I have added a new feature to this blog - maps. Click on one of the links above and you get a zoomable Google Map with pins connected to the 'locations' of my earlier posts (see example above). Over the years I haven't written specifically about individual places of course, so the geotags tend to relate where relevant to the main subject of the artwork, or of one of the artworks discussed. Some landscapes have been non-specific, ideal or imaginary so the maps do not include all my old posts. As I write this, I have not yet finished going back through them all and adding tags - enjoyable but laborious, even if it is improving my geography. It is throwing up a few interesting problems; I found, for example, that Anahorish, celebrated in poetry by Seamus Heaney, officially 'doesn't exist'. There are some technical limitations to the maps (no embedded audio or video), and to the way RSS feeds work that mean I have had to split posts over several maps rather than having just one (nor can I host them here, so thanks to my friend John for putting the code on his own site). Also, these are not really designed for small mobile devices, although they do work on my iPad.

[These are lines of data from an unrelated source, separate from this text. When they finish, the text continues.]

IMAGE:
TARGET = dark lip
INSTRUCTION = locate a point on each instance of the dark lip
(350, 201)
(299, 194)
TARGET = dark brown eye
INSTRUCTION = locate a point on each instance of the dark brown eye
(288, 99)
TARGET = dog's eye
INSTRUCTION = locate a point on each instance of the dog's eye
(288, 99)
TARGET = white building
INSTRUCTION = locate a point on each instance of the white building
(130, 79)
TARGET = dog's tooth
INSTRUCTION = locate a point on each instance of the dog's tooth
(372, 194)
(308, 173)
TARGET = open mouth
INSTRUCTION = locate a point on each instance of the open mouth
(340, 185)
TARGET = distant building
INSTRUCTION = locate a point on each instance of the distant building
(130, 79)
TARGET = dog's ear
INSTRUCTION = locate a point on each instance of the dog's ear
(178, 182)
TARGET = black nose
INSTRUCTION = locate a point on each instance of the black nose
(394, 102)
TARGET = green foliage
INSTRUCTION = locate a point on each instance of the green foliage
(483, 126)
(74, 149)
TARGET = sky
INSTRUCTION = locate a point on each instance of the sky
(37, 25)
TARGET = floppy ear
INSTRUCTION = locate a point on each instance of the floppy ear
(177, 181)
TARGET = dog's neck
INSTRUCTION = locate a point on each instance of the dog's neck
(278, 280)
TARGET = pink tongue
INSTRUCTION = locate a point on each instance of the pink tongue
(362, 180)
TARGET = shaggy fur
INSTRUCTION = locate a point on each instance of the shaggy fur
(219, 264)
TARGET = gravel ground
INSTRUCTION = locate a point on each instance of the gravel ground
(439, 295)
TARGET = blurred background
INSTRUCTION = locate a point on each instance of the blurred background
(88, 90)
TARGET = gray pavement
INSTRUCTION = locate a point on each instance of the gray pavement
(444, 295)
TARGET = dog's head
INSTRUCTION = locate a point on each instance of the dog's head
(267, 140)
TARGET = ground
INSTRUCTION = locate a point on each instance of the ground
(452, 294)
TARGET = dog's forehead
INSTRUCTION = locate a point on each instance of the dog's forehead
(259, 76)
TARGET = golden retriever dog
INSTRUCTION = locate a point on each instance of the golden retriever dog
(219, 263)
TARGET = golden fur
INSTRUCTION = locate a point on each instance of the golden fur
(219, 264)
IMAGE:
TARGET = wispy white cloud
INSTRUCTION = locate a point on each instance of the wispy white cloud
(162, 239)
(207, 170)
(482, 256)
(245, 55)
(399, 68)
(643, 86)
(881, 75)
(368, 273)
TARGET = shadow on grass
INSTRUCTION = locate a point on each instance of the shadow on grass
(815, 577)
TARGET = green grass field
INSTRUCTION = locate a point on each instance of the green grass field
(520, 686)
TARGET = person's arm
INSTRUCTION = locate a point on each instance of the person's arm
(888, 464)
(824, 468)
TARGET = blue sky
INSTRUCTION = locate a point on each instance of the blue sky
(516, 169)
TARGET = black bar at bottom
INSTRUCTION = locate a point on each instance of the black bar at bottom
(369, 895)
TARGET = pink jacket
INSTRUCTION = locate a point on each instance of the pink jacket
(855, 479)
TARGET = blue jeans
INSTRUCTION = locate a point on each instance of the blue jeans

Frans Post, View of Pernambuco, Brazil, ca. 1637-44
For me it has been interesting seeing where I have and haven't written about - very little on South America for example. Googling Brazil and landscape art I see that that, apart from the renowned landscape architect Roberto Burle Marx, you tend to get references to a seventeenth century Dutchman, Frans Post. He is an interesting artist. The familiar view of colonial painters is that they were conditioned by European attitudes and painting conventions, excluding as much as they included, producing views that resemble the Roman Campagna with added palm trees. Whilst Post was in Brazil, he managed to make it resemble the Netherlands with low horizons and grey skies, but he also included details taken directly from nature. Once he was back, colour flooded in and his compositions became more idealised, whilst the figures (often slaves) were relegated to mere details. In 1648 he painted the landscape elements of a Biblical scene, the Sacrifice of Manoah, giving it a Brazilian setting, complete with armadillo and iguana. According to Seymour Slive, in his survey of Dutch Painting 1600-1800, 'the rather naive quality of Post's pictures has earned him the title of the 'Douanier Rousseau' of the seventeenth century'.